Dopo aver esplorato le tinte country del New Mexico (Crazy Heart, 2009), le periferie suburbane dell’America di oggi (Out of the Furnace, 2013) e il mondo criminale degli anni ‘70 (Black Mass, 2015), il giovane regista statunitense Scott Cooper si immerge ora nelle atmosfere western con Hostiles – Ostili, presentato in apertura dell’ultima edizione della Festa del Cinema di Roma.

Collocandosi sulla scia del western revisionista (ormai scandagliata in tutte le sue forme negli ultimi cinquant’anni), il film tematizza la presa di coscienza di uno spietato capitano dell’Unione degli orrori commessi durante la guerra, il quale gradualmente inizia a interrogarsi sulle implicazioni etiche del trattamento riservato agli indigeni da parte dell’esercito federale. In piena conformità con chi lo ha preceduto, Cooper rispetta tutti i canoni stilistici topici del genere: campi lunghissimi sulle praterie del Centro America si alternano a primissimi piani, inquadrature rette dalla potenza di sguardo del protagonista Joseph Blocker (Christian Bale) e le lunghe sequenze cariche di silenzi sono ritmicamente interrotte da bruschi scoppi d’azione.
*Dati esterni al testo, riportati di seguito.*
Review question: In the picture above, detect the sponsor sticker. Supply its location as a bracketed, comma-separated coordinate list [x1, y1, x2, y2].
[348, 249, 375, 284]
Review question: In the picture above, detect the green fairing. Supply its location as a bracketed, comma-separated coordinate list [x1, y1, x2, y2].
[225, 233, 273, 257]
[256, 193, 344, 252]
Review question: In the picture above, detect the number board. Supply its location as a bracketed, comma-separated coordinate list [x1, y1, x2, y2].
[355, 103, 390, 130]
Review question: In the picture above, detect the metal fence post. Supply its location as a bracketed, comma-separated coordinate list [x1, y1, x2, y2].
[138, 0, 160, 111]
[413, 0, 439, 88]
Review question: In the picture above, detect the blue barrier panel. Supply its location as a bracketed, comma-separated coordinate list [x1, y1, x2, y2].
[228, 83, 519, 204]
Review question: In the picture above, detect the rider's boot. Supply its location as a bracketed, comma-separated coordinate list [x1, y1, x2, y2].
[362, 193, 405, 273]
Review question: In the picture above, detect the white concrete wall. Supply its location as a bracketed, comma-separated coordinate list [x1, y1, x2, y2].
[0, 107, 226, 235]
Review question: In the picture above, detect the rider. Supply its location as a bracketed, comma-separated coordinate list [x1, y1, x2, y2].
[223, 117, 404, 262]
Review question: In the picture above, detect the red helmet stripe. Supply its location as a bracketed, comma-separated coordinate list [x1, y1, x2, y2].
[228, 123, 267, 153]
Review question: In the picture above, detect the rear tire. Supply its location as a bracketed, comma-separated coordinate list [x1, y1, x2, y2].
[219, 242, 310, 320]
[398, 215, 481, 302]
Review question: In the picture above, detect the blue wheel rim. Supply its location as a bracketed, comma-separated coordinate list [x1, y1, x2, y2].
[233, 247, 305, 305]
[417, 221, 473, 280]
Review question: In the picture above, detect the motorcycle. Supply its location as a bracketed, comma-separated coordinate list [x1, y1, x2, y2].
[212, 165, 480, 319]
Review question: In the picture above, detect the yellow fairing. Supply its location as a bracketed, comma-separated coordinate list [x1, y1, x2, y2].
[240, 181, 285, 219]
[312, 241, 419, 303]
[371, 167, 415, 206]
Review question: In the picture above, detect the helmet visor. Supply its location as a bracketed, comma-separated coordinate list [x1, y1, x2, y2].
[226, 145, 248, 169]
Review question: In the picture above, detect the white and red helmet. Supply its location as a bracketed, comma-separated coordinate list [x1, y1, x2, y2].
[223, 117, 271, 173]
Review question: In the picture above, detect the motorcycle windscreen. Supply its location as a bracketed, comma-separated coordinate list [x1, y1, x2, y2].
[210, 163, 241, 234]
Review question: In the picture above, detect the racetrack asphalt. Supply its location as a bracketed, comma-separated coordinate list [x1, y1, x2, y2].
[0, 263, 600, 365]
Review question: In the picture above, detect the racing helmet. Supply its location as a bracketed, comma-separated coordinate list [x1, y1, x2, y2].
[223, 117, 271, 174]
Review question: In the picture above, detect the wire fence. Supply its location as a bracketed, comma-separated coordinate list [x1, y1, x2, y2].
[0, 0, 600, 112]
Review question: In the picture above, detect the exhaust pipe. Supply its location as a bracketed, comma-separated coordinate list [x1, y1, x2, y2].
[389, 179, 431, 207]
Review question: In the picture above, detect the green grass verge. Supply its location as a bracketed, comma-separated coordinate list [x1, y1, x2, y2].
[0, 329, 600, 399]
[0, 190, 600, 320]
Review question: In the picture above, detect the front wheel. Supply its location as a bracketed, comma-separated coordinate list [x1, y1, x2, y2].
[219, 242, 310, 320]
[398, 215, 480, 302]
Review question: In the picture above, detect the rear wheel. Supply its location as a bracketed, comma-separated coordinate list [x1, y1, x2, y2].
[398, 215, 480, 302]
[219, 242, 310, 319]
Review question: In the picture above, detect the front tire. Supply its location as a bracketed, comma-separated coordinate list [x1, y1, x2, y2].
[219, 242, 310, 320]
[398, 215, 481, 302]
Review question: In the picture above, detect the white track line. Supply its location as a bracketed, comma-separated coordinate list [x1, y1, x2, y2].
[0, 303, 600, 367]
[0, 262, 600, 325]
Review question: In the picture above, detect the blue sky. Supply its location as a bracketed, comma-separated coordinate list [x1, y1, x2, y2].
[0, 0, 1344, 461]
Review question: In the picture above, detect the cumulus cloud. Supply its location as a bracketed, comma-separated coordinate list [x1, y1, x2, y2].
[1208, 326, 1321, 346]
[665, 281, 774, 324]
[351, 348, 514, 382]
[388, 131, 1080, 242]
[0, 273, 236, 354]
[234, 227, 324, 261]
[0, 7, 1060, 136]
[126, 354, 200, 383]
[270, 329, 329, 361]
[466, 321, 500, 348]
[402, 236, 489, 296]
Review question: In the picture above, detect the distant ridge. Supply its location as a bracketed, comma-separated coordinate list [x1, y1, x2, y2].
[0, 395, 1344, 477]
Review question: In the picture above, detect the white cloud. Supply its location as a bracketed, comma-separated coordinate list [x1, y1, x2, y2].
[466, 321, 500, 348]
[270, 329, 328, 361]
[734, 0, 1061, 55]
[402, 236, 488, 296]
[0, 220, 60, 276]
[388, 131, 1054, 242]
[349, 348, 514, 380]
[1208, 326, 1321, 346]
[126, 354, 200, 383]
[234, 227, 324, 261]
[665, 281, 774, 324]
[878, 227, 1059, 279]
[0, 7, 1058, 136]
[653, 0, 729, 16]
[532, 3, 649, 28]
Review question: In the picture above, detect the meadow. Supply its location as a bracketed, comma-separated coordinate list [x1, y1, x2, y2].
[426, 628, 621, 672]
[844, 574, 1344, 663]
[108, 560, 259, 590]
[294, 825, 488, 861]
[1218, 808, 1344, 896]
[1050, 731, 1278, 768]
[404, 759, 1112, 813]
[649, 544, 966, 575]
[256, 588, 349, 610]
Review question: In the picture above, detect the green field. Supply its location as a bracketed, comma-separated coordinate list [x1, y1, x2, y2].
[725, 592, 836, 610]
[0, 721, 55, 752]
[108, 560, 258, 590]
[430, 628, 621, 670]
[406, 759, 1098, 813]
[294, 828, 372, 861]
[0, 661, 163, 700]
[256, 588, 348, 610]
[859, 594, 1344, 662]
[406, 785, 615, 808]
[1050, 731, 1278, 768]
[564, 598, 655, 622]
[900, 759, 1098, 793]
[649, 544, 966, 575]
La presa d’atto di Blocker e il suo progressivo percorso di redenzione, tuttavia, sono trattati con scarso approfondimento e la retorica impera dilagante, inghiottendo ogni ulteriore riflessione che il tema avrebbe potuto suggerire oggi (non si scordi che il filone revisionista del genere ha preso avvio in un clima storico e sociale, quello della Guerra in Vientam, non tanto diverso dall’attuale, profondamente scisso e carico di tensioni razziali). I dialoghi, in particolare, si susseguono privi di vigore e inventiva e i personaggi appaiono tipizzati e appena tratteggiati. La dimensione spettacolare, seppure viva grazie alle musiche di Max Richter e alla carismatica presenza scenica del principale interprete Bale, non basta a mettere in salvo il prodotto finale.